Bronze Age Mediterraneans may have visited Stonehenge
The links between the Stonehenge area and the Mediterranean have been debated for years. Recent research by the British Geological Survey (BGS) suggests people came from both the snow of the Alps and the heat of the Mediterranean to visit Stonehenge.
However, scientific studies show that some of the people buried in the area during the Bronze Age were not local.
The analysis of the teeth from two males provides new evidence that one, dubbed ‘the Boy with the Amber necklace’, had come from the Mediterranean area, whilst the previously known ‘Amesbury Archer’ had come from the Alps.

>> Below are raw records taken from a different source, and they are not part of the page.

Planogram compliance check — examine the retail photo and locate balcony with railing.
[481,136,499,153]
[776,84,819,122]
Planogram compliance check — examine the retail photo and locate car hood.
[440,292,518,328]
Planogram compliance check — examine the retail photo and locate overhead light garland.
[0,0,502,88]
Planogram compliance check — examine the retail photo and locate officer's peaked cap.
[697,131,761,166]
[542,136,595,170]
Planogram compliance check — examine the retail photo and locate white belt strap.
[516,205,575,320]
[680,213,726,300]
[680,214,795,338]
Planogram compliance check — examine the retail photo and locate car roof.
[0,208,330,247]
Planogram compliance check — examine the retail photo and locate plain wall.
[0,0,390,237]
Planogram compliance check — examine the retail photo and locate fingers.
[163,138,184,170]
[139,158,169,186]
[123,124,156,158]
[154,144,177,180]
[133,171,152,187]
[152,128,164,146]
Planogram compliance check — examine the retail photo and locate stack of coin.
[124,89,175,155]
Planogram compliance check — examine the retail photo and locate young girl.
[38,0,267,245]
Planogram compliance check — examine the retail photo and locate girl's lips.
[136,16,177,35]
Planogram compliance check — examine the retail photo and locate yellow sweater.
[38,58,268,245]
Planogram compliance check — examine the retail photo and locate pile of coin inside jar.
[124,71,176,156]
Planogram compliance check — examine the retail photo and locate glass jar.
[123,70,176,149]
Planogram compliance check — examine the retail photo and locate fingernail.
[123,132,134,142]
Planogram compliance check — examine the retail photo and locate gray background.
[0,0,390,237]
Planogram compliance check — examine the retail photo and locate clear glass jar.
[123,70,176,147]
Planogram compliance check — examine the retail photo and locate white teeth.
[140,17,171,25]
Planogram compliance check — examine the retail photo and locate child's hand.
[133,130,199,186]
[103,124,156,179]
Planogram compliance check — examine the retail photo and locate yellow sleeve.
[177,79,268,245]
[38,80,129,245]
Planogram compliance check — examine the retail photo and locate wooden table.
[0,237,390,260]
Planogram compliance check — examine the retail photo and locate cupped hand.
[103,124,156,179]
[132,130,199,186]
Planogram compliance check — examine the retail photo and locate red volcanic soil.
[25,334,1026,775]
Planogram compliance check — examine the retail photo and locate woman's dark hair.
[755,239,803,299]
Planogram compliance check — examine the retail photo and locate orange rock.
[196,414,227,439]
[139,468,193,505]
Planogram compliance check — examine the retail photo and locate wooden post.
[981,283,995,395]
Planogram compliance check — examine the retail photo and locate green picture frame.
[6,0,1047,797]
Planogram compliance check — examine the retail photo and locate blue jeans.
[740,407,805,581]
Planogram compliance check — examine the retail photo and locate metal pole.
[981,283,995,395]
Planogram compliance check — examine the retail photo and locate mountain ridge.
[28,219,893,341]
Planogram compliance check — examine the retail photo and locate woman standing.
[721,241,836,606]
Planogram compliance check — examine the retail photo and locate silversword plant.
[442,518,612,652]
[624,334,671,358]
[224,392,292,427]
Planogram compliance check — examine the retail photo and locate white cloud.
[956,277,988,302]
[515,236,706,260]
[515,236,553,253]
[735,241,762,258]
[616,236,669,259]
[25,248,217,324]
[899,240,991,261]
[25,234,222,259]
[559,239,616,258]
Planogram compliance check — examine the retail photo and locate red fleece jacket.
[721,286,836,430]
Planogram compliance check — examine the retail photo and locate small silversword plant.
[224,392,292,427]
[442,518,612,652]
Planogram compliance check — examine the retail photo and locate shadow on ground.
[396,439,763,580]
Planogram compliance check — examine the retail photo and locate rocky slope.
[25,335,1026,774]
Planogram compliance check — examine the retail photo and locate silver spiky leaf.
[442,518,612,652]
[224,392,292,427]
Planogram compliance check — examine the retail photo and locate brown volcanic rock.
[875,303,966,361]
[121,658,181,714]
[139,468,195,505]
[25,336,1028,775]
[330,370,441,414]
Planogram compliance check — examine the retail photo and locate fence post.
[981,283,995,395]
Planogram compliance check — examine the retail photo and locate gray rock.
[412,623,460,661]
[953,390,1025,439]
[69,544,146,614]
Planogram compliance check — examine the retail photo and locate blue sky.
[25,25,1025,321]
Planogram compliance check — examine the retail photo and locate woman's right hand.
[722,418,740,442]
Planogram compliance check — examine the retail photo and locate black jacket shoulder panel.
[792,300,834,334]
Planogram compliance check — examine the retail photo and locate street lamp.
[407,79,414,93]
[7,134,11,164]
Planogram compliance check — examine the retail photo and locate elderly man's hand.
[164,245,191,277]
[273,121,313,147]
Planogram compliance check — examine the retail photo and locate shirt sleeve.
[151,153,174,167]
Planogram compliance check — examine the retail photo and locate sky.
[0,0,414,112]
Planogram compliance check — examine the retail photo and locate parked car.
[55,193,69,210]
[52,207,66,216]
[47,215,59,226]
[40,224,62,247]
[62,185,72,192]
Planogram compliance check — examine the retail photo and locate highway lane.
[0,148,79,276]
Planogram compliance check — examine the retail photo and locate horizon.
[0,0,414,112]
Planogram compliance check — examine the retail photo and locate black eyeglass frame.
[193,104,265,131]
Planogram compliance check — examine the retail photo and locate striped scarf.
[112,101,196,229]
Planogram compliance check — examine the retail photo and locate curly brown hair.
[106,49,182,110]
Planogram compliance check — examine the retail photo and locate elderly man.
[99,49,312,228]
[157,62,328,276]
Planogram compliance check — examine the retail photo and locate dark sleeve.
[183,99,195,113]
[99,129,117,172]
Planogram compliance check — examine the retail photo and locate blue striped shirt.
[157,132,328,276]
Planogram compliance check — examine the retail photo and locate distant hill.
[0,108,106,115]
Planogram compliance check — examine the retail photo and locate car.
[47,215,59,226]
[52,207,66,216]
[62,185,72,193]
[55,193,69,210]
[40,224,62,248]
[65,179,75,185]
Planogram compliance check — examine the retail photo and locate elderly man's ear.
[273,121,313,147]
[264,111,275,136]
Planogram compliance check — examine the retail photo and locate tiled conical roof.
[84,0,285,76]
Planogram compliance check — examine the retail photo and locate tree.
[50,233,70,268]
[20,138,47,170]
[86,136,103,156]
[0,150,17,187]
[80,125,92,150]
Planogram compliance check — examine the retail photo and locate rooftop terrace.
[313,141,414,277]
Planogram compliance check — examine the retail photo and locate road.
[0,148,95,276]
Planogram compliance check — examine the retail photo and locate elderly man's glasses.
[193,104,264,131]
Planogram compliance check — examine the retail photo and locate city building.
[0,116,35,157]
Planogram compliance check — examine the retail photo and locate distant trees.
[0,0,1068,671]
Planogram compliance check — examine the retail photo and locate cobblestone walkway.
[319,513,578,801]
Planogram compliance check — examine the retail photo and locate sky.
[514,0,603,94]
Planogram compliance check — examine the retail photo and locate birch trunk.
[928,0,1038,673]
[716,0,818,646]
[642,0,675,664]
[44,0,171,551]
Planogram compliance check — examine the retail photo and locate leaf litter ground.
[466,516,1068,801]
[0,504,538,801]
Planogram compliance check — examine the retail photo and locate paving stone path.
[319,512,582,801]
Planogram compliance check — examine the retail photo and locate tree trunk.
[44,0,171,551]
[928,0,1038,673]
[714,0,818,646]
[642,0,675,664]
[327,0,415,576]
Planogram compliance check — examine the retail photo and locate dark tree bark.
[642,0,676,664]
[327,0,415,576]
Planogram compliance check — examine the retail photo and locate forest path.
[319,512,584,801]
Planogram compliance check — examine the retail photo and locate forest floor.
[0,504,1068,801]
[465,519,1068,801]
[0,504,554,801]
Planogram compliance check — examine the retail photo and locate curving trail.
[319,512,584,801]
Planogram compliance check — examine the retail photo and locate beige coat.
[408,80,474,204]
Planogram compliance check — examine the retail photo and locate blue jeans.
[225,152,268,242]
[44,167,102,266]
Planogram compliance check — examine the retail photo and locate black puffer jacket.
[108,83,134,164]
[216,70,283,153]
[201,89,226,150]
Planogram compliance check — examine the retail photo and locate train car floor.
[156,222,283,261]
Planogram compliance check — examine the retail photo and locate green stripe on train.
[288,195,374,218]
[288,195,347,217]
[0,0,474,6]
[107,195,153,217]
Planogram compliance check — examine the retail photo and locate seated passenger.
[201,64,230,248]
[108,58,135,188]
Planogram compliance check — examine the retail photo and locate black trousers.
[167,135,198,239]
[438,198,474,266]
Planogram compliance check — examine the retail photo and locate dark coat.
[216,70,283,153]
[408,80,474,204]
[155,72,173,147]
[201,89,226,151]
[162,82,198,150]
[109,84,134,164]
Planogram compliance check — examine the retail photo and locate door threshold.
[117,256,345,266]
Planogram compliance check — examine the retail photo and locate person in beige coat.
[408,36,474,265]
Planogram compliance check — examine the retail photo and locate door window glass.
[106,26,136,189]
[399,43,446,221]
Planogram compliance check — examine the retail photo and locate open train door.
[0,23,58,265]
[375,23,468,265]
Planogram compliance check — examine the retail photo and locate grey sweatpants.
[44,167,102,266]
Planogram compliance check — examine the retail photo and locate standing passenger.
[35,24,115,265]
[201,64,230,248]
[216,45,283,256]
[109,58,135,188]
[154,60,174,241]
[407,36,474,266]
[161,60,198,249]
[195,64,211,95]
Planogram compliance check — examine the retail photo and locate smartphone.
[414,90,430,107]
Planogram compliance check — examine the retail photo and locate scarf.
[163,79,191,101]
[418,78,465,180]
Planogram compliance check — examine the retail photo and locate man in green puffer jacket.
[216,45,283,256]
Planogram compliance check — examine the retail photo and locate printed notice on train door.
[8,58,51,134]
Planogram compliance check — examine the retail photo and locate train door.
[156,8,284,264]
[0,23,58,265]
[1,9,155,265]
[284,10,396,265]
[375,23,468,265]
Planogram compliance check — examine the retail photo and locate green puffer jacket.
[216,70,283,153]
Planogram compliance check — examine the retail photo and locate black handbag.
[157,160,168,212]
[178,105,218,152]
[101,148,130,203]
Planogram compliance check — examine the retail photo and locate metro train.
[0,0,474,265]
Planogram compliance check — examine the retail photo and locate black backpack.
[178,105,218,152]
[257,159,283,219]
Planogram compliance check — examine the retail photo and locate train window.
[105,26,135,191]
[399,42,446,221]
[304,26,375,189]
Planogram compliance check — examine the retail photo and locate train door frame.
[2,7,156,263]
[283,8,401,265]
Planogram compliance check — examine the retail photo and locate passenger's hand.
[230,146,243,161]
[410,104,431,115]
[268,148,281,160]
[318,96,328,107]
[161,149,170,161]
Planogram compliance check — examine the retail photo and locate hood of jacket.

The new evidence shows that ‘the Boy with the Amber necklace’ spent his childhood in a warm climate typical of Iberia or the Mediterranean. Such warm oxygen values are theoretically possible in the British Isles but are only found on the extreme west coast of South West England, western Ireland and the Outer Hebrides. These areas can be excluded as likely childhood origins of his on the basis of the strontium isotope composition of his teeth
‘The Boy with the Amber necklace’, whose grave was found on Boscombe Down, about 3 km south-east of Stonehenge, is from a more recent time — the end of the Early Bronze Age. His skeleton has been radiocarbon dated to around 1550 BC (dated by Wessex Archaeology). Aged 14–15 years when he died, he was buried wearing a necklace of around 90 amber beads.